Choose the experimental features you want to try

This document is an excerpt from the EUR-Lex website

Document 62007CJ0240

    Arrest van het Hof (Grote kamer) van 20 januari 2009.
    Sony Music Entertainment (Germany) GmbH tegen Falcon Neue Medien Vertrieb GmbH.
    Verzoek om een prejudiciële beslissing: Bundesgerichtshof - Duitsland.
    Naburige rechten - Rechten van producenten van fonogrammen - Reproductierecht - Distributierecht - Beschermingstermijn - Richtlijn 2006/116/EG - Rechten van onderdanen van derde landen.
    Zaak C-240/07.

    Jurisprudentie 2009 I-00263

    ECLI identifier: ECLI:EU:C:2009:19

    ARREST VAN HET HOF (Grote kamer)

    20 januari 2009 ( *1 )

    „Naburige rechten — Rechten van producenten van fonogrammen — Reproductierecht — Distributierecht — Beschermingstermijn — Richtlijn 2006/116/EG — Rechten van staatsburgers van derde landen”

    In zaak C-240/07,

    betreffende een verzoek om een prejudiciële beslissing krachtens artikel 234 EG, ingediend door het Bundesgerichtshof (Duitsland) bij beslissing van 29 maart 2007, ingekomen bij het Hof op , in de procedure

    Sony Music Entertainment (Germany) GmbH

    tegen

    Falcon Neue Medien Vertrieb GmbH,

    wijst

    HET HOF VAN JUSTITIE (Grote kamer),

    samengesteld als volgt: V. Skouris, president, P. Jann, C. W. A. Timmermans, A. Rosas, K. Lenaerts, J.-C. Bonichot en T. von Danwitz, kamerpresidenten, J. Makarczyk, P. Kūris, E. Juhász, G. Arestis (rapporteur), L. Bay Larsen en P. Lindh, rechters,

    advocaat-generaal: D. Ruiz-Jarabo Colomer,

    griffier: B. Fülöp, administrateur,

    gezien de stukken en na de terechtzitting op 15 april 2008,

    gelet op de opmerkingen van:

    Sony Music Entertainment (Germany) GmbH, vertegenwoordigd door M. Schaefer, Rechtsanwalt,

    Falcon Neue Medien Vertrieb GmbH, vertegenwoordigd door R. Nirk en E. Schott, Rechtsanwälte,

    de Commissie van de Europese Gemeenschappen, vertegenwoordigd door W. Wils en H. Krämer als gemachtigden,

    gehoord de conclusie van de advocaat-generaal ter terechtzitting van 22 mei 2008,

    het navolgende

    Arrest

    1

    Het verzoek om een prejudiciële beslissing betreft de uitlegging van artikel 10 van richtlijn 2006/116/EG van het Europees Parlement en de Raad van 12 december 2006 betreffende de beschermingstermijn van het auteursrecht en van bepaalde naburige rechten (PB L 372, p. 12).

    2

    Dit verzoek is ingediend in een geding tussen Sony Music Entertainment (Germany) GmbH (hierna: „Sony”) en Falcon Neue Medien Vertrieb GmbH (hierna: „Falcon”) betreffende de bescherming van bepaalde naburige rechten.

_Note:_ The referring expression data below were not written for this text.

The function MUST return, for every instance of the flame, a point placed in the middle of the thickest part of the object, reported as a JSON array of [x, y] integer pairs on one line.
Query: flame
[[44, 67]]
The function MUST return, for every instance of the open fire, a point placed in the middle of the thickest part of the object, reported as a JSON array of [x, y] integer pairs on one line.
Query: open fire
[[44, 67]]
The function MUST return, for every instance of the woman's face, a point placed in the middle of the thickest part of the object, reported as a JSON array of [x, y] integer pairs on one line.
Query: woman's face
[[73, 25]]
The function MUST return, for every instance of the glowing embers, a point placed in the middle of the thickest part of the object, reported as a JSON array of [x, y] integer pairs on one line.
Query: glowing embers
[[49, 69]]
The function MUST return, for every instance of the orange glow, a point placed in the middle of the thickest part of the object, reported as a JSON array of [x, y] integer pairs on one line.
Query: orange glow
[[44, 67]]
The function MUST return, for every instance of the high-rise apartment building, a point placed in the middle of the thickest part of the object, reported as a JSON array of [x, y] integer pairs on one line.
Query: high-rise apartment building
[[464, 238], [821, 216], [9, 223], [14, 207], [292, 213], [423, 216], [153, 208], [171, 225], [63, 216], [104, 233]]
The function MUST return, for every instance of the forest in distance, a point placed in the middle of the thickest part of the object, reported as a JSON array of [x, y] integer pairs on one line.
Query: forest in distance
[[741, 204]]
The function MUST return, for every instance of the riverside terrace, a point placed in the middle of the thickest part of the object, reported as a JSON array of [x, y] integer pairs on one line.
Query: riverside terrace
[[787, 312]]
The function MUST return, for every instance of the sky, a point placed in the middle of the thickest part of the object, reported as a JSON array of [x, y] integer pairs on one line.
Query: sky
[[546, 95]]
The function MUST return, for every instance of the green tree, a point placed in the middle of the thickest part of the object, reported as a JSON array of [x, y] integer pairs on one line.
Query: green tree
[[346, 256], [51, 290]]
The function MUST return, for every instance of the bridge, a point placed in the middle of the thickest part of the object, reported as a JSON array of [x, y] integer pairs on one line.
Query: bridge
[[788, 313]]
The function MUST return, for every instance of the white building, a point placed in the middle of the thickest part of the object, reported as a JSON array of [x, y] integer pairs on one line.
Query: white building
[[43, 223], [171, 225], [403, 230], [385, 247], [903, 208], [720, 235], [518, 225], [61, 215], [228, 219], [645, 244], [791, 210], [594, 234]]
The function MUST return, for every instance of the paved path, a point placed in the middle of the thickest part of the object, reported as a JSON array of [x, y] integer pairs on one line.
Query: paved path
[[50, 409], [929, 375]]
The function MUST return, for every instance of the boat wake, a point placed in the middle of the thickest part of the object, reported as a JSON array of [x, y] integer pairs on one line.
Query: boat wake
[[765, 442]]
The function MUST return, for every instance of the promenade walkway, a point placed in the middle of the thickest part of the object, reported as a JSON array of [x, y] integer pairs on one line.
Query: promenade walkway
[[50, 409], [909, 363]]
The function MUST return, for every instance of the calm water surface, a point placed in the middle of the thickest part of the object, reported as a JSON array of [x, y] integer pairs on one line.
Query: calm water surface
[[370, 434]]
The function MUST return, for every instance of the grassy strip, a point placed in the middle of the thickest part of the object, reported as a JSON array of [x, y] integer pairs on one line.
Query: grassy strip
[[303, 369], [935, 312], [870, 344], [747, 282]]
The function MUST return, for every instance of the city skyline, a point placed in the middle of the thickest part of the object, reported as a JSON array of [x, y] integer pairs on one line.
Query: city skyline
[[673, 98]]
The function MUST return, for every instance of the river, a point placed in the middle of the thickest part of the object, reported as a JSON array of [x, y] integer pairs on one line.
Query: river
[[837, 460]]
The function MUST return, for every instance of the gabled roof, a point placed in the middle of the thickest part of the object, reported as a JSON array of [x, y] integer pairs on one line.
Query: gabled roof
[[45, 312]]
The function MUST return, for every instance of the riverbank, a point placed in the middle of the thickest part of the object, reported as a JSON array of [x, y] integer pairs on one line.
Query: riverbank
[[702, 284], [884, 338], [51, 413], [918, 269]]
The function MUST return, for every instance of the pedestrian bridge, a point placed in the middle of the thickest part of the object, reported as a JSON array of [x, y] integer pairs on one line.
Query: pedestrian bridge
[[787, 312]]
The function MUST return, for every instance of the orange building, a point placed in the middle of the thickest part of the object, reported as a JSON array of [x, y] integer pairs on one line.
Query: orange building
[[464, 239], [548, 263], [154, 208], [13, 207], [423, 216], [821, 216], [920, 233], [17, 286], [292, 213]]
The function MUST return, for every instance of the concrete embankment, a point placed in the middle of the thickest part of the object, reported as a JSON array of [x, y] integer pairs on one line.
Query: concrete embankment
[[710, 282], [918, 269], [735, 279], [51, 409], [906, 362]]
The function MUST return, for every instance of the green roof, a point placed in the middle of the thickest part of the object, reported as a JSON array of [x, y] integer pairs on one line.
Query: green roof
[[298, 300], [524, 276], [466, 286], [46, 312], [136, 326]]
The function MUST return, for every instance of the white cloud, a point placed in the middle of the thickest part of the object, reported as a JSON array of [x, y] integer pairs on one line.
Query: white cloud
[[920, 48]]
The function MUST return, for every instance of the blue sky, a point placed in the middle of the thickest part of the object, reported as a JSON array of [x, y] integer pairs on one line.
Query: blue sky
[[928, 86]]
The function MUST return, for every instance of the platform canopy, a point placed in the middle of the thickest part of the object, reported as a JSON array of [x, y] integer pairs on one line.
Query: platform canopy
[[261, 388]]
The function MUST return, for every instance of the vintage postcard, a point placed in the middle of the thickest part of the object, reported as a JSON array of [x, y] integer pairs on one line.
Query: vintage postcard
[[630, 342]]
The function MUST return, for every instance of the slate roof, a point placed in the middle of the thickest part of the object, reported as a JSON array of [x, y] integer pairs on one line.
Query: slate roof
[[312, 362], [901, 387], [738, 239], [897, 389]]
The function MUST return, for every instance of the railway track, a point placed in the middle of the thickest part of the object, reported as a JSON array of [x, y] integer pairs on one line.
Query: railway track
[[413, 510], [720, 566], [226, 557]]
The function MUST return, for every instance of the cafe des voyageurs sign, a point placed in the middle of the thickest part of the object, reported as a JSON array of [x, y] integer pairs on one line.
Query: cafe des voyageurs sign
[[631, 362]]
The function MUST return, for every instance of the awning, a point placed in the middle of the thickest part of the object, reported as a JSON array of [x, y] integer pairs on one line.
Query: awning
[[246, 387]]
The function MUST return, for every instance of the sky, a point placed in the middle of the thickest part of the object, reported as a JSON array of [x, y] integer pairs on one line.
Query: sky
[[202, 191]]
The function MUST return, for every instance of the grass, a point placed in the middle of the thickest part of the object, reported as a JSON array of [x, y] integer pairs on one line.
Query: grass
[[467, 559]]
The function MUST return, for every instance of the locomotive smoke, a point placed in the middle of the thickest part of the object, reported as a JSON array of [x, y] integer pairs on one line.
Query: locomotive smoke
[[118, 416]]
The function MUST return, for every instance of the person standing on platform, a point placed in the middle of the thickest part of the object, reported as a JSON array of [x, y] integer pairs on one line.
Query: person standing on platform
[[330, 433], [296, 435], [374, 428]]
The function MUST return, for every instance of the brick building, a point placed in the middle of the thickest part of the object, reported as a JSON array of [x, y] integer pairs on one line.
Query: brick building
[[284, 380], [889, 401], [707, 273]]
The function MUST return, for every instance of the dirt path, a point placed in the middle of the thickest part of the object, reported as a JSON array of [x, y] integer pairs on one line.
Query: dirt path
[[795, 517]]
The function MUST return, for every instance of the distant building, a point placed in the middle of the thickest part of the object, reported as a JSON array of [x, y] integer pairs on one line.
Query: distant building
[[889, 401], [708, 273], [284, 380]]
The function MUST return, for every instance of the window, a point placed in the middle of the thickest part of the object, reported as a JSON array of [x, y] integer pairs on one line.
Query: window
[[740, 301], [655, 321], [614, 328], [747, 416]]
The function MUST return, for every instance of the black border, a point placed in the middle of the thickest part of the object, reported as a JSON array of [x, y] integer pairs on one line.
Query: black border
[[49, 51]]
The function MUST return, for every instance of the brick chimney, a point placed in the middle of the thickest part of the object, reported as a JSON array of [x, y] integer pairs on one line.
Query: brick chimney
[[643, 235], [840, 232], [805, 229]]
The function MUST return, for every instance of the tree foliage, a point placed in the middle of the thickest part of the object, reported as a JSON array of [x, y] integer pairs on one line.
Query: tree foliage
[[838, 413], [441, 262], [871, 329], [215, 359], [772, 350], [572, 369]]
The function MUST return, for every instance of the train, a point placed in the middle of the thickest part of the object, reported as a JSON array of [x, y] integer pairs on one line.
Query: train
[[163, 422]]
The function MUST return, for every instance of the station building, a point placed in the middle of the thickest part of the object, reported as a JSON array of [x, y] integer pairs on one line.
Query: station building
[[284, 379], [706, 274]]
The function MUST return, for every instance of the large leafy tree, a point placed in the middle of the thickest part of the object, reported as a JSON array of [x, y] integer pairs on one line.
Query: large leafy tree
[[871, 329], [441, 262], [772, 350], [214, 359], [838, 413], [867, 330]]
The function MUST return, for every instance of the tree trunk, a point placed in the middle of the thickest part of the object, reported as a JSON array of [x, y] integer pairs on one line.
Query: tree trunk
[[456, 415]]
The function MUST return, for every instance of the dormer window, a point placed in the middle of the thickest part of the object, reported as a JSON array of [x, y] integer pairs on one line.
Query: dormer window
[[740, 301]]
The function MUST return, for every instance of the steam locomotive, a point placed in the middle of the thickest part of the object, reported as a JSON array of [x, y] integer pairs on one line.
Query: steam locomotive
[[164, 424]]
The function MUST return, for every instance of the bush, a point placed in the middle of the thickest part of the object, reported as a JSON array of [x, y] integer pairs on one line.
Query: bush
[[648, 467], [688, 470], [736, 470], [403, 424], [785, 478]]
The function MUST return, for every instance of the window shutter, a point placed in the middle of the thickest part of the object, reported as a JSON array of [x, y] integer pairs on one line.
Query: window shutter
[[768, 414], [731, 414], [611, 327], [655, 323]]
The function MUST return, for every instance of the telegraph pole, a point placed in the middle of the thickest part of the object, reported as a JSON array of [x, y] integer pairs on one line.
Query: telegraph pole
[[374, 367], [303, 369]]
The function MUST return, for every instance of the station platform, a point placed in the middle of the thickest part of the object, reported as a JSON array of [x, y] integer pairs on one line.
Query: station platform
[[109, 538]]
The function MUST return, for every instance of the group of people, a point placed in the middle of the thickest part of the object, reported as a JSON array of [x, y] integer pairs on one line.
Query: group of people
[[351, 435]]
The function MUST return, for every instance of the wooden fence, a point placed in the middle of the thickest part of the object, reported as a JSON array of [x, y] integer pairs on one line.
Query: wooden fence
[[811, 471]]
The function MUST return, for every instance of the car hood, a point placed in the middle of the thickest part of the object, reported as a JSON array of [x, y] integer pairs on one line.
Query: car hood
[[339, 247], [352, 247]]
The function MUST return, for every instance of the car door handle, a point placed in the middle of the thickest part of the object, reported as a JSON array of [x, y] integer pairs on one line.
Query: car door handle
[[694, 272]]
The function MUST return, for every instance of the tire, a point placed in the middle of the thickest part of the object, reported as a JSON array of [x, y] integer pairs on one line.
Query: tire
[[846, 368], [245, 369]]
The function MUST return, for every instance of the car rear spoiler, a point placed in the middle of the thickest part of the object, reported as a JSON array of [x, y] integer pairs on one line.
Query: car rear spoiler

    Toepasselijke bepalingen

    Gemeenschapsregeling

    3

    Artikel 12 van richtlijn 92/100/EEG van de Raad van 19 november 1992 betreffende het verhuurrecht, het uitleenrecht en bepaalde naburige rechten op het gebied van intellectuele eigendom (PB L 346, blz. 61) bepaalde:

    „In afwachting van verdere harmonisatie eindigen de in deze richtlijn genoemde rechten van uitvoerende kunstenaars, producenten van fonogrammen en omroeporganisaties niet vóór het verstrijken van de onderscheiden, in het [Internationaal Verdrag inzake de bescherming van uitvoerende kunstenaars, producenten van fonogrammen en omroeporganisaties, vastgesteld te Rome op 26 oktober 1961,] gestelde termijnen. De in deze richtlijn genoemde rechten van producenten van de eerste vastleggingen van films verstrijken niet vóór het einde van een tijdvak van twintig jaar na het einde van het jaar van vastlegging.”

    4

    Artikel 3 van richtlijn 93/98/EEG van de Raad van 29 oktober 1993 betreffende de harmonisatie van de beschermingstermijn van het auteursrecht en van bepaalde naburige rechten (PB L 290, blz. 9) heeft de in artikel 12 van richtlijn 92/100 vastgelegde beschermingstermijn verlengd tot 50 jaar.

    5

    Richtlijn 93/98 is gecodificeerd bij richtlijn 2006/116. Artikel 3, lid 2, van richtlijn 2006/116 bepaalt:

    „De rechten van producenten van fonogrammen vervallen 50 jaar na de vastlegging. […]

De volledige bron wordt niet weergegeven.